А с крыши прямо мне в ладони то золотом, то серебром плавится, течёт и капает солнце. Словно прожгли его озорные зайчики дырочки в шелках небесных, и сыплется оно на осевшие снега, брызжет в до краёв наполненное ведро под водосточной трубой, подмурлыкивает развалившемуся на припёке Барсику, сверкает в оперенье горлинок, радостно переговаривающихся на коньке крыши.
Накинув шаль, выбегаю во двор, снимаю с верёвок подсиненные и высушенные заботливым ветерком шторы. Развешиваю «кусочки неба» на карнизы. Распахиваю настежь форточки. Шторы оживают. И чудится мне, будто сама весна нагрянула ко мне в гости. Влетела на тончайших тюлевых крылышках и разгуливает по комнатам, размашисто кропит на счастье каждый уголок солнцем, причащает пьянящим мартовским воздухом.
КИТАЙСКИЕ ФОНАРИКИ
С майских не унимались дожди. Не просыхало до самых Петровок.
Наконец скомканное куцее лето порскнуло ржаной куропаткой в переспелые августовские травы. Облудившись, выпорхнув роем перламутровых мотыльков, зацвёл Косёнихин шиповник. Зашебуршала деревня. Спохватилась, бросилась догонять упущенное тепло. Словно молодуха, заболтавшись с товаркой, кинулась сбирать уплывающее по течению бельё.
Бабка Анисья, накопошившись в палисаде, присела было у крыльца перевести дух. Но не прошло и минуты, как спохватилась, всплеснула руками, непривыкшими к безделью, и, поставив наземь перед лавкой полную плетушку, защёлкала поспевшими стручками. Заквохтали куры, не доверяя Аниске, зашуршали скрюченными шелушками, выискивая оставленные по бабкиному недогляду фасолины.
Старушка кышкала наглых, норовивших запрыгнуть в корзинку, кур. Звенела о дно эмалированной кастрюльки ядрёная рябая фасоль. Нежилось, раскачиваясь, словно в люльке, в Кузиных ракитках, незрелое солнце.
На ворохе почерневшего серебристого тёса Анискина соседка, хлопотная Степановна, разостлала справленную лет пятнадцать назад перину. Накидала подушек-думок - дочернино приданое.
Ей без надобностей в городской фатери, а матери маята с ними. Соседка ворчала, поворачивала добро с боку на бок. Отсырели, небось, за дожжи-то в кладовке. На кой ляд ентакую агроменную свостожила? Тягай теперь!

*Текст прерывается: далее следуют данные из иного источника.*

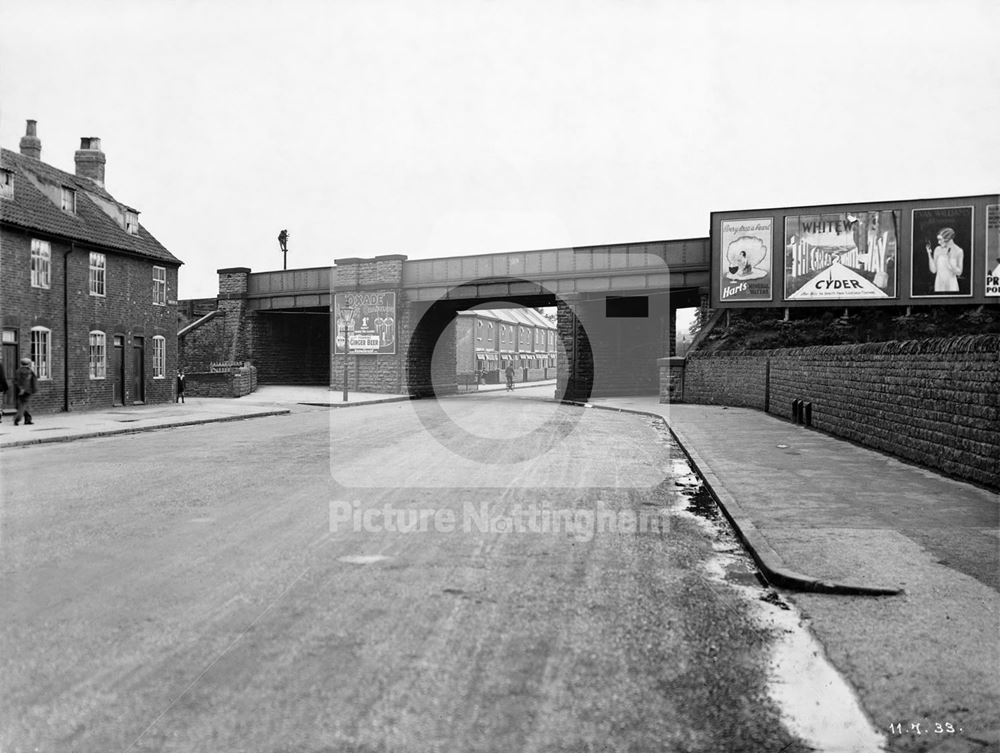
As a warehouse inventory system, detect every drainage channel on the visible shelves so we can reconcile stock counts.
[670,452,887,753]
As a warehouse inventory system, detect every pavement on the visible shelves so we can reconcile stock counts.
[0,382,1000,596]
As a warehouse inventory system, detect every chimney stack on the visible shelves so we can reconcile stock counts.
[76,136,107,188]
[21,120,42,159]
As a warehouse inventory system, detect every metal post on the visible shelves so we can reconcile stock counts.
[343,319,351,403]
[338,306,354,403]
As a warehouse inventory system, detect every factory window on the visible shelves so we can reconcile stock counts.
[31,238,52,288]
[90,251,107,296]
[31,327,52,379]
[62,186,76,214]
[153,267,167,306]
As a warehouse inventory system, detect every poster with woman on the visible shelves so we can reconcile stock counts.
[910,206,974,298]
[719,217,774,301]
[986,209,1000,298]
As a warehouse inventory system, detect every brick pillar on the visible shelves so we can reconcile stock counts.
[556,294,594,401]
[330,254,412,394]
[216,267,253,361]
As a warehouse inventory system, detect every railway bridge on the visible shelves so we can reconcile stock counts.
[189,238,710,399]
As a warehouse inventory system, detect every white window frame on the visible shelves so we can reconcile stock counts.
[31,238,52,290]
[28,327,52,379]
[62,186,76,214]
[153,267,167,306]
[153,335,167,379]
[90,251,108,298]
[90,329,108,379]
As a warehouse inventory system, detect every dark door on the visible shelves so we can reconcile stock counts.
[111,335,125,405]
[132,337,146,403]
[3,330,18,410]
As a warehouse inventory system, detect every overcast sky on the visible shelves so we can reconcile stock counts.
[0,0,1000,298]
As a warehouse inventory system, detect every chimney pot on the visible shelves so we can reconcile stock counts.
[75,136,107,187]
[21,120,42,159]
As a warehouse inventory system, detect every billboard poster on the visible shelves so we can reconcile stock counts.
[719,217,774,301]
[784,210,900,303]
[333,292,396,355]
[910,207,973,298]
[985,204,1000,298]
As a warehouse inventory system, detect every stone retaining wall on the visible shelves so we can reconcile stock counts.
[684,335,1000,488]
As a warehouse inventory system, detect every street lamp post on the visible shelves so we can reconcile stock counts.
[278,230,288,269]
[340,306,354,403]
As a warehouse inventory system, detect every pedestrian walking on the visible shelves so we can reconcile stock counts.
[14,357,38,426]
[503,361,514,392]
[0,360,8,423]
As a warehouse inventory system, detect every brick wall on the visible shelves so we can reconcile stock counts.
[0,228,177,414]
[178,315,228,373]
[684,335,1000,488]
[184,365,257,397]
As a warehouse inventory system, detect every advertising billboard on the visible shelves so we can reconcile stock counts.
[984,204,1000,298]
[333,292,397,355]
[910,206,974,298]
[784,210,900,302]
[718,217,774,302]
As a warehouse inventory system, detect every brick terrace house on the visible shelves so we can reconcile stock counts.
[0,120,181,414]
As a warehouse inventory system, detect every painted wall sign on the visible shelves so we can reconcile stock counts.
[910,206,974,298]
[719,217,774,301]
[985,204,1000,298]
[784,210,900,301]
[332,292,397,355]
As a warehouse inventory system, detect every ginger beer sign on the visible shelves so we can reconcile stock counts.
[784,210,900,302]
[719,217,774,301]
[331,292,396,355]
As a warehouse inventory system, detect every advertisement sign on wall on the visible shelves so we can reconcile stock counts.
[910,207,973,298]
[719,217,774,301]
[985,204,1000,298]
[333,292,396,355]
[784,210,900,301]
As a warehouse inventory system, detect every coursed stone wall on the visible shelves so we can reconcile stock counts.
[684,335,1000,488]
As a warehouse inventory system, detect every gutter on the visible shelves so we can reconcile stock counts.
[63,241,76,413]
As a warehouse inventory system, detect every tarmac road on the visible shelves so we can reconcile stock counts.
[0,393,802,753]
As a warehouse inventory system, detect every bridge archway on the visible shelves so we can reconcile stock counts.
[406,278,594,401]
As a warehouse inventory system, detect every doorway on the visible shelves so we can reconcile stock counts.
[132,337,146,403]
[111,335,125,405]
[3,329,18,410]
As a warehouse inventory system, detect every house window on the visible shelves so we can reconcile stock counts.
[153,267,167,306]
[31,238,52,288]
[153,335,167,379]
[62,186,76,214]
[90,251,107,295]
[90,331,108,379]
[31,327,52,379]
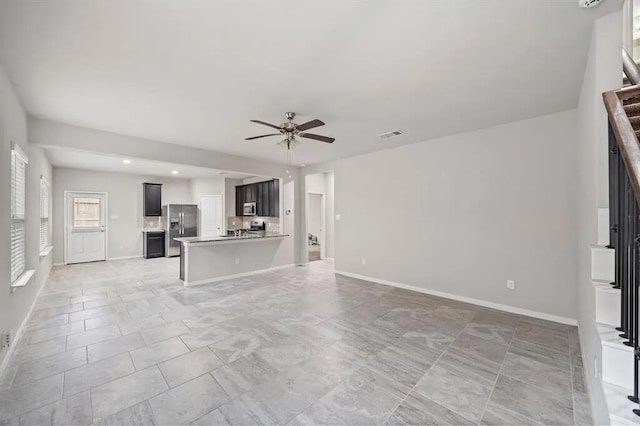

– Сдам закупчику, как пить, сдам! - серчала она на «пастелю».
Но не успела Степановна «как следно перо прожарить». Снова заненастило. Только теперь по-осеннему, с хрусткими утренниками, с печалью потянувших за Дмитровские леса журавлей.
- Год натужный. В числинике прописано – високосный, - просвящала Степановна подругу, бабку Анисью.
Некошеные травы, вымахавшие за мокрое лето, полегли, спутались от заморозков. Сник не ко времени расхорохорившийся шиповник. И только китайские фонарики, заполонившие Анискин палисадник, всё никак не гасли.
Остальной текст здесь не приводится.